Les jeunes bénévoles présents à Limoges sont sur le qui-vive alors que les athlètes s'apprêtent à lancer leurs courses, le 26 mai 2023. (Clément Mariotti Pons)


À deux pas, les officiels ont le regard figé sur le détecteur de faux départs tandis que les starters - qui ont en charge le signal sonore lançant les hostilités - sont tout aussi concentrés. Parmi eux, on retrouve Virginie, la mère des nageurs tricolores Alex et Kylian Portal. Présents la veille sur site pour s'entraîner, les deux jeunes hommes, souffrant de déficience visuelle, semblent avoir abandonné leur quiétude et leur sourire pour se mettre dans leur bulle. Dans quelques minutes, ils seront l'un en face de l'autre sur la série du 200 mètres quatre nages avec un autre copain de l'équipe de France, Ugo Didier.

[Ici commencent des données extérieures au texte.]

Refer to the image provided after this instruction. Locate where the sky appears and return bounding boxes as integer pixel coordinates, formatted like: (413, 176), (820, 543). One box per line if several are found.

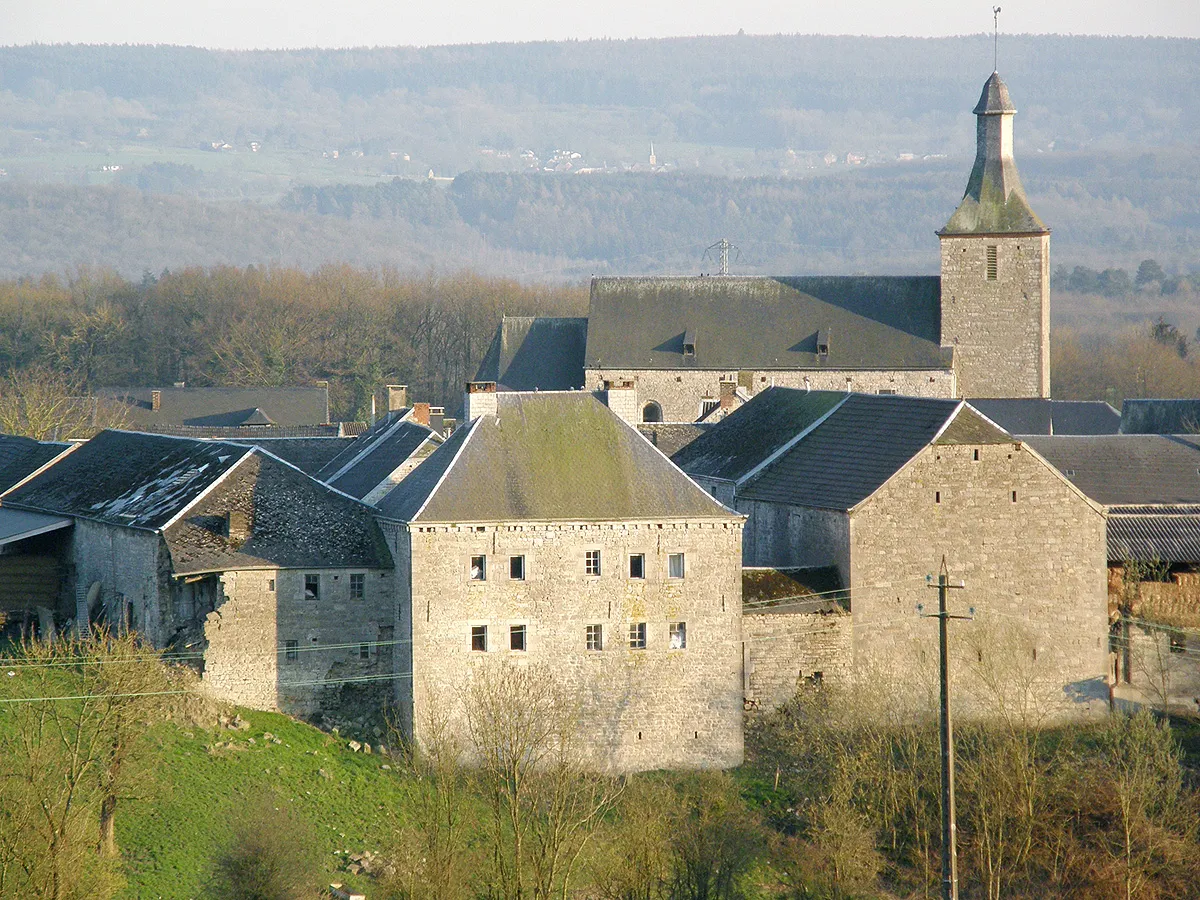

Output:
(0, 0), (1200, 49)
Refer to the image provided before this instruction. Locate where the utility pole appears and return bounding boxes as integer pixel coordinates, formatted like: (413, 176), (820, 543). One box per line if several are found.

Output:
(917, 556), (974, 900)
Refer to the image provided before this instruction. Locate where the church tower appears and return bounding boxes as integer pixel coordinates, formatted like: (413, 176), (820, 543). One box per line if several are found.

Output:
(937, 72), (1050, 397)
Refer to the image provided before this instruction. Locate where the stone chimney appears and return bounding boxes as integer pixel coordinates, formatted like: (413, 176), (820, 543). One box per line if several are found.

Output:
(600, 378), (641, 425)
(462, 382), (496, 422)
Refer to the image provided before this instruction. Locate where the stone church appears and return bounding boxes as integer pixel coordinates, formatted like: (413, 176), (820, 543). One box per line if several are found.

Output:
(476, 72), (1050, 422)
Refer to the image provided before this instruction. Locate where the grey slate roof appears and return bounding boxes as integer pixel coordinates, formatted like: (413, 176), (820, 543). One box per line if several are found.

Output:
(378, 392), (736, 523)
(1024, 434), (1200, 506)
(1121, 398), (1200, 434)
(967, 397), (1121, 434)
(475, 316), (588, 391)
(0, 434), (68, 493)
(671, 388), (851, 481)
(726, 394), (1013, 510)
(586, 276), (950, 370)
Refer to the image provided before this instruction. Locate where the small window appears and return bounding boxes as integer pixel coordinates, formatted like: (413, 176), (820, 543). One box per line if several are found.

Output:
(629, 622), (646, 650)
(509, 625), (526, 650)
(470, 625), (487, 653)
(587, 625), (604, 650)
(667, 622), (688, 650)
(470, 557), (487, 581)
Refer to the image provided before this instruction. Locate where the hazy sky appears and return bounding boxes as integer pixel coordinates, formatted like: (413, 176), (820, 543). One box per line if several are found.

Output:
(0, 0), (1200, 49)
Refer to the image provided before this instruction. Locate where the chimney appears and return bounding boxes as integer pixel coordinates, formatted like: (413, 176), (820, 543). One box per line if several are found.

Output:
(600, 378), (642, 425)
(462, 382), (496, 422)
(388, 384), (408, 413)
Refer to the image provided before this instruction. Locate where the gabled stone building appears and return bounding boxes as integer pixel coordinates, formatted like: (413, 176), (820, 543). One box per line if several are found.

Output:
(378, 391), (743, 772)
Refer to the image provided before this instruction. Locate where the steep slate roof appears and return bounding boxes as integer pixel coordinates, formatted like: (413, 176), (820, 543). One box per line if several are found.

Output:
(671, 388), (850, 481)
(967, 397), (1121, 434)
(0, 434), (68, 493)
(475, 316), (588, 391)
(1121, 400), (1200, 434)
(2, 431), (253, 529)
(1025, 434), (1200, 506)
(586, 276), (950, 370)
(378, 392), (736, 523)
(727, 394), (1013, 510)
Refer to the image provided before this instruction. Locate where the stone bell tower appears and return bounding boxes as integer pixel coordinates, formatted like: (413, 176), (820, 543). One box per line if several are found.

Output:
(937, 72), (1050, 397)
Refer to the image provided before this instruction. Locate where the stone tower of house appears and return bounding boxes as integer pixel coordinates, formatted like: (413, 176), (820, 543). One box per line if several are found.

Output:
(937, 72), (1050, 397)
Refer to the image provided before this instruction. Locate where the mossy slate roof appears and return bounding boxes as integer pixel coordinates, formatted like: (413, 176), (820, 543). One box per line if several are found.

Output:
(586, 276), (950, 370)
(378, 392), (739, 524)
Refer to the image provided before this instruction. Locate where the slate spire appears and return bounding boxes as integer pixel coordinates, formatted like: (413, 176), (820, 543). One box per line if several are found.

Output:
(938, 72), (1050, 234)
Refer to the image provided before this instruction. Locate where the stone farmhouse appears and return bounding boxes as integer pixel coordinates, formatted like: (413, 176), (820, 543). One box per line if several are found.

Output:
(673, 388), (1109, 715)
(476, 73), (1050, 422)
(377, 390), (743, 772)
(0, 431), (396, 714)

La fratrie Portal rêve de Paris 2024

Pour eux, cette étape de Coupe du monde n'est qu'un point de passage avant les Mondiaux cet été à Manchester (31 juillet au 6 août), surtout pour Alex et Ugo, tous deux quadruples médaillés l'an passé. À seulement 19 et 21 ans, ils sont les nouveaux fers de lance de la para natation tricolore. Leur première expérience paralympique à Tokyo leur a permis de ramener deux breloques chacun. Une reconnaissance internationale qui a modifié de facto leur statut. Pour Kylian, 16 ans, la barre pour atteindre Paris 2024 est plus haute mais pas inatteignable. Le storytelling médiatique autour de la fratrie Portal n'attend que cela. "Je serai hyper content de vivre les Jeux en France avec lui, ce serait unique", confesse l'aîné. "En même temps, peut-être que je serai plus stressé pour lui... Mais bon, ce serait du bon stress."

Les deux frères Portal, Kylian et Alex, prennent la pose après leur session d'entraînement, le 25 mai 2023. (Clément Mariotti Pons)

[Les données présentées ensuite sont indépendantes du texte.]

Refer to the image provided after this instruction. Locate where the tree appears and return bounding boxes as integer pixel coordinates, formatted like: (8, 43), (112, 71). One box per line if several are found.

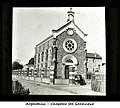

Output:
(12, 61), (23, 70)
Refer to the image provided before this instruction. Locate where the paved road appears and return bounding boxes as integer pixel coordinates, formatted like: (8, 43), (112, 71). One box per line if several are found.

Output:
(13, 78), (105, 95)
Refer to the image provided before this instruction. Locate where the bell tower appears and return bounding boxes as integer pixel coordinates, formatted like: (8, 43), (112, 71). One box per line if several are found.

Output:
(67, 8), (74, 22)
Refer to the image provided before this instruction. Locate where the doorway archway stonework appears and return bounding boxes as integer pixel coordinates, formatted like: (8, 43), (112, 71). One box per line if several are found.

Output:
(62, 54), (78, 79)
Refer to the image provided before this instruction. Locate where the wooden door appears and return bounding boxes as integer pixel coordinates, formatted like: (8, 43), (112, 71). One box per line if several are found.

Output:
(65, 65), (69, 79)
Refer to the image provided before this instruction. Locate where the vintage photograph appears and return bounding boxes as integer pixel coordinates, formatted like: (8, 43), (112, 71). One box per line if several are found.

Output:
(11, 7), (106, 96)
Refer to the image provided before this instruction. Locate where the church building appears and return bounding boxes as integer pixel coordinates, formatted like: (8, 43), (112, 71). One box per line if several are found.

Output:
(34, 9), (101, 84)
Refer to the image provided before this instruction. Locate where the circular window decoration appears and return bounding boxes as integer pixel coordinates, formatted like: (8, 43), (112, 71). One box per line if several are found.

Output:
(63, 39), (77, 53)
(67, 29), (74, 36)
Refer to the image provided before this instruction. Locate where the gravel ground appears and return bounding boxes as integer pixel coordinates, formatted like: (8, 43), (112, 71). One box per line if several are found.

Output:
(13, 78), (105, 95)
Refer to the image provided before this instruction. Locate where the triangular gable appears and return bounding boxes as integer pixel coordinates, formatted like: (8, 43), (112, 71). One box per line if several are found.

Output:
(52, 21), (87, 41)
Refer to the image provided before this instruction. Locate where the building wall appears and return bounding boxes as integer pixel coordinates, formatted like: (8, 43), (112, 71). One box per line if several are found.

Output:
(57, 31), (85, 78)
(35, 39), (53, 77)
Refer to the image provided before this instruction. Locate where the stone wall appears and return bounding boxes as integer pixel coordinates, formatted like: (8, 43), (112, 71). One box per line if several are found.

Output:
(57, 31), (85, 78)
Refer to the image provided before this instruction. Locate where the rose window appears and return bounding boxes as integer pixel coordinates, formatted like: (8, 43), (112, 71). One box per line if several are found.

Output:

12h23, la chambre d’appel s’est vidée, les séries du matin viennent de s'achever et le silence a repris ses droits. Enfin pas vraiment puisque juste au-dessus du bassin de 50 mètres, l’organisation a installé le catering des athlètes. Autour d'une bonne assiette, les coachs étrangers échangent sur leurs méthodes de travail. Pour les athlètes, la collation est souvent plus rapide afin d'aller observer un temps de repos avant la reprise des épreuves vers la fin d’après-midi, puis les finales en début de soirée. La bataille ne fait que commencer.